Exploring the Python Aeon Toolkit

Exploring the Python Aeon Toolkit

Aeon is a scikit-learn compatible toolkit for time series tasks such as forecasting, classification and clustering. One of my main interests in machine learning is forecasting. Time series data has properties that sometimes make it harder to model without massaging the dates or timestamps. Aeon wraps many scikit-learn algorithms and advanced algorithms like ARIMA from other packages.

I collected daily time series financial data with a small amount of seasonality in it. There are some small gaps in the data that I did not clean up. My first attempts to model it using a neural network from scikit-learn showed poor results, especially forecasting 3-6 months ahead. My first test with Aeon was to use the TrendForecaster. I had about 18 months of data that looked like this:

the_dateamount
04/26/20224494.14
04/27/20224494.74
04/28/20224495.34
04/29/20224495.94
05/02/20224497.74
05/03/20224498.34
05/04/20224498.94
05/05/20224499.54
05/09/20224501.94
05/10/20224502.53

It was easy to load the amount as a series in pandas, then run the trend forecaster:

import pandas as pd 
from aeon.forecasting.trend import TrendForecaster

# Load your dataset
data = pd.read_csv('time-series.csv')

y = data.iloc[:, 1]

forecaster = TrendForecaster()
forecaster.fit(y)  # fit the forecaster

predicted_value = forecaster.predict(fh=[90])  # forecast the 90th future value
print(f"The 90th future value is: {predicted_value}")

The result was:

The 90th future value is: 586 5241.873509 
dtype: float64

I had more actual data in the time series than I fed it, and the result was very close to real world data. I wasn't sure what the forecaster was doing behind the scenes so I set up another script using scikit-learn LinearRegression.

import pandas as pd
from sklearn.linear_model import LinearRegression
import numpy as np

# Load your dataset
df = pd.read_csv('time-series.csv')

amount_series = df['amount']

# Using index as independent variable
X = amount_series.index.values.reshape(-1, 1)  # Reshape necessary for sklearn
y = amount_series.values

# Create and fit the model
model = LinearRegression()
model.fit(X, y)

# Display model coefficients
print(f"Model Coefficient: {model.coef_[0]}")
print(f"Model Intercept: {model.intercept_}")
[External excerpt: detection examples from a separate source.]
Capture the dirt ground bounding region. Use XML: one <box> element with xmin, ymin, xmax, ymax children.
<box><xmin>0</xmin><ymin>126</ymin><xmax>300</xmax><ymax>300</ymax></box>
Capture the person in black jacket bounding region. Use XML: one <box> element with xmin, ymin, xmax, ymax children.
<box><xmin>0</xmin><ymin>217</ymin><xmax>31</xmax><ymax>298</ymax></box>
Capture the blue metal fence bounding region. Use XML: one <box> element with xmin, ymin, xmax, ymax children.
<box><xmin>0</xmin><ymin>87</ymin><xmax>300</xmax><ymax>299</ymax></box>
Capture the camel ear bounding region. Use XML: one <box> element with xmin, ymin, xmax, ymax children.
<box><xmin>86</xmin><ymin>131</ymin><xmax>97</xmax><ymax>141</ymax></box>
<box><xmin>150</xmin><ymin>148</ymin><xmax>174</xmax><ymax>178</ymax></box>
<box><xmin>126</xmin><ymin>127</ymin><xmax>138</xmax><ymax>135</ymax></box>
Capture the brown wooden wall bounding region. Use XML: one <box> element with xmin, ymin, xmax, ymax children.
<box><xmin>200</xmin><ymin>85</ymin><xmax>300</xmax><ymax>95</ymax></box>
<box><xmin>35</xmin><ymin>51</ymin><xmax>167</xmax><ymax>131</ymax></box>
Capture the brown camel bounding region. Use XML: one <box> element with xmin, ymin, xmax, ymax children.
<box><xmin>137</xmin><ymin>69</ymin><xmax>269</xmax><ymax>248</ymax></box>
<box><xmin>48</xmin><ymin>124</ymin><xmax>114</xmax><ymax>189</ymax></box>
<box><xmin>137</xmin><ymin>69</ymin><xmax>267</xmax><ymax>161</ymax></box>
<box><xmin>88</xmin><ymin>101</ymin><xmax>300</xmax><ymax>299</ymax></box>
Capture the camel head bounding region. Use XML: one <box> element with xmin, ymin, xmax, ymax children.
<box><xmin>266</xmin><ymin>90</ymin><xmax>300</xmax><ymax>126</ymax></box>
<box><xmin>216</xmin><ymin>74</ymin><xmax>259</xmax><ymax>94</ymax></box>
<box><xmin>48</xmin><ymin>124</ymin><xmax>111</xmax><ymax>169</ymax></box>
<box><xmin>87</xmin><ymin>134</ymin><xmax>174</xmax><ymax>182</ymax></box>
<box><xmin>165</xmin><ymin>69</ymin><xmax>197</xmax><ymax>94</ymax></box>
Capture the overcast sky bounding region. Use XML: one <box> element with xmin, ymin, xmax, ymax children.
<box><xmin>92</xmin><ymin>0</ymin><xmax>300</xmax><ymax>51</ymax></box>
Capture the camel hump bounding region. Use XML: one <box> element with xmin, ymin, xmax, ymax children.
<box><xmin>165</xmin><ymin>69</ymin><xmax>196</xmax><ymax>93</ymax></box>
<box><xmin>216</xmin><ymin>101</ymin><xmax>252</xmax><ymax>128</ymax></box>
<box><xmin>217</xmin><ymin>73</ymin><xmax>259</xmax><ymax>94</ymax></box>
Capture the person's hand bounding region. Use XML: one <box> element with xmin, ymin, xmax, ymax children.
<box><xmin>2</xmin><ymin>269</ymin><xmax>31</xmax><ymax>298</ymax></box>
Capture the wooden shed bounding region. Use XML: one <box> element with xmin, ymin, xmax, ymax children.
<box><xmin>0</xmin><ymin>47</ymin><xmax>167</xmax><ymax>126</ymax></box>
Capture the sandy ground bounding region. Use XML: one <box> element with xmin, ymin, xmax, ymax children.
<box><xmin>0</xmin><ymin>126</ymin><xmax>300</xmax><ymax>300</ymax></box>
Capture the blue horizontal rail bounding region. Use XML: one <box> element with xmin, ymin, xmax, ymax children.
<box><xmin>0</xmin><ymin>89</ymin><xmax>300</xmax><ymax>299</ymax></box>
# Making predictions (predicting y for new indices)
index_to_predict = np.array([[X[-1, 0] + 90]])
predicted_value = model.predict(index_to_predict)
print(f"The 90th future value is: {predicted_value[0]}")

The result was:

Model Coefficient: 1.2591998385571888
Model Intercept: 4503.982403820514 
The 90th future value is: 5241.873509215027

I didn't expect the result to be exactly the same! Aeon was using a linear regression but with much less code and without having to explicitly reshape the index. Since it was not much extra work, I tested the Aeon PolynomialTrendForecaster with degree=1 and got the same result as the TrendForecaster. With degree=2, the fit was not as good and the forecasts were off (too low). The Aeon toolkit is vast and I look forward to trying other parts of the kit on more complicated problems.